This is page 1 of 3. Showing jokes 1 to 12
A man took a photograph of his son to the chemist. 'I wonder,' he said, 'could you enlarge this for me?'
'Yes, certainly,' the chemist replied. 'And would it be possible for you to take his hat off for me?'
'Well, I'm sure we could do something. Yes, we could touch it up for you.'
'Oh, that's good.'
'Tell me,' said the chemist, 'which side does your son part his hair?'
The man smiled. 'Oh, come on now. You'll see that when you take his hat off.'
Did you hear about the two scientists who sent a rocket to the sun without any heat shields? It was alright, though; they sent it up at night.
An idiot was given the job of painting white lines down the middle of a road.
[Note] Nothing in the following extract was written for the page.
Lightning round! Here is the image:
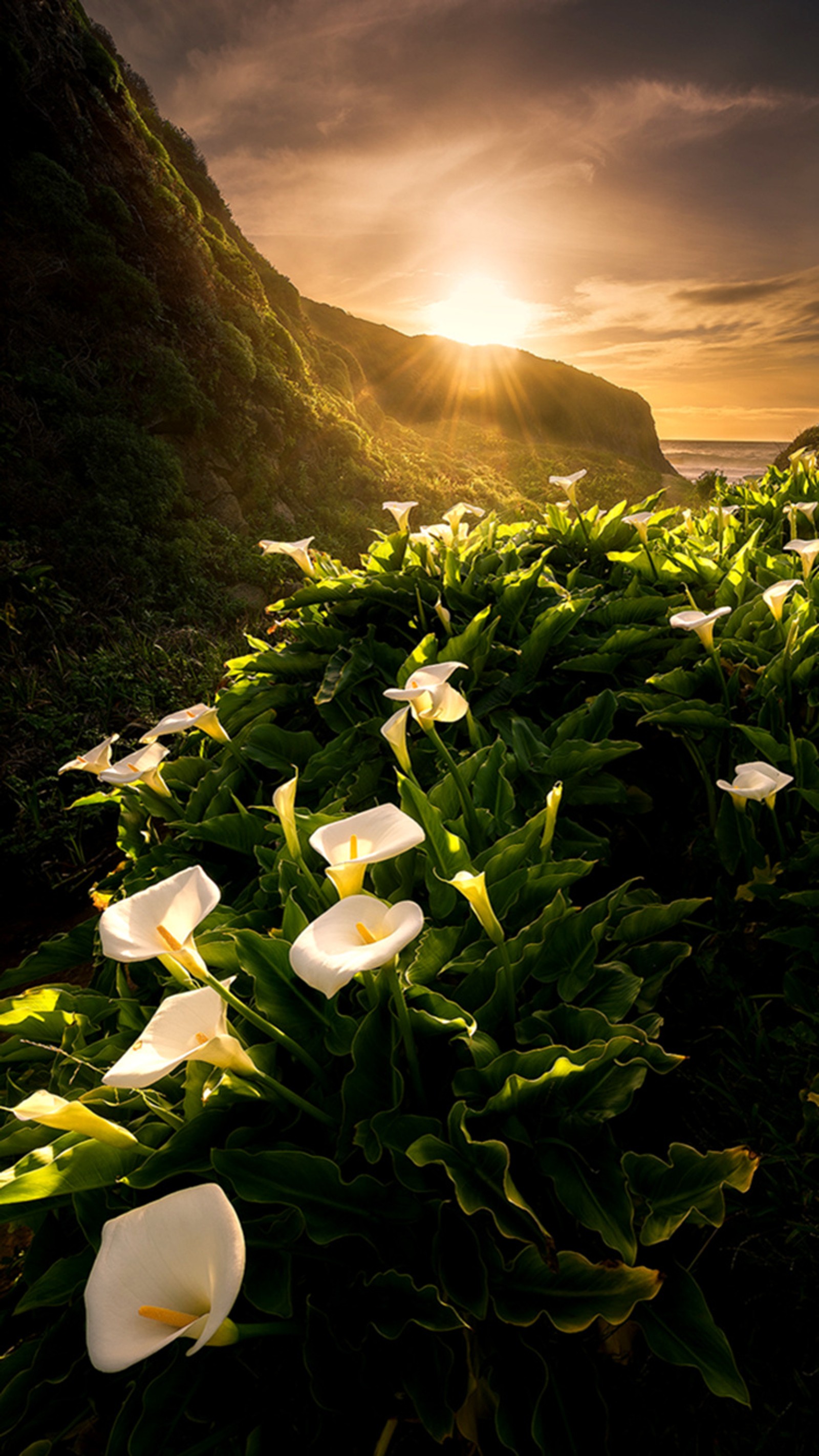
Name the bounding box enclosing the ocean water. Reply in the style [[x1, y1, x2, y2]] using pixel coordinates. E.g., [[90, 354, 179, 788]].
[[660, 439, 787, 482]]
On his first day, he painted eight miles; on his second day, he painted 3 miles; and on his third day, he painted just one mile. The boss was not pleased. He asked him, 'Why is it that you are painting less each day?'
'Because each day I get further away from the can of paint.'
A decorator was painting a house, and the owner came home to find the man rushing about like a mad thing with his brushes.
'Why are you working so fast?' he asked.
'Well, you see, sir, the paint's running low, and I want to finish the job before it's all gone.'
One time, an idiot was at a vending machine. He would stick a quarter in, push the button, and a soda would come out, and he would put it on top of the machine. He did this a few more times before a man asked why he kept doing this, and he said, 'Because I'm winning.'
How do you confuse an idiot?
Give him three shovels and tell him to take his pick.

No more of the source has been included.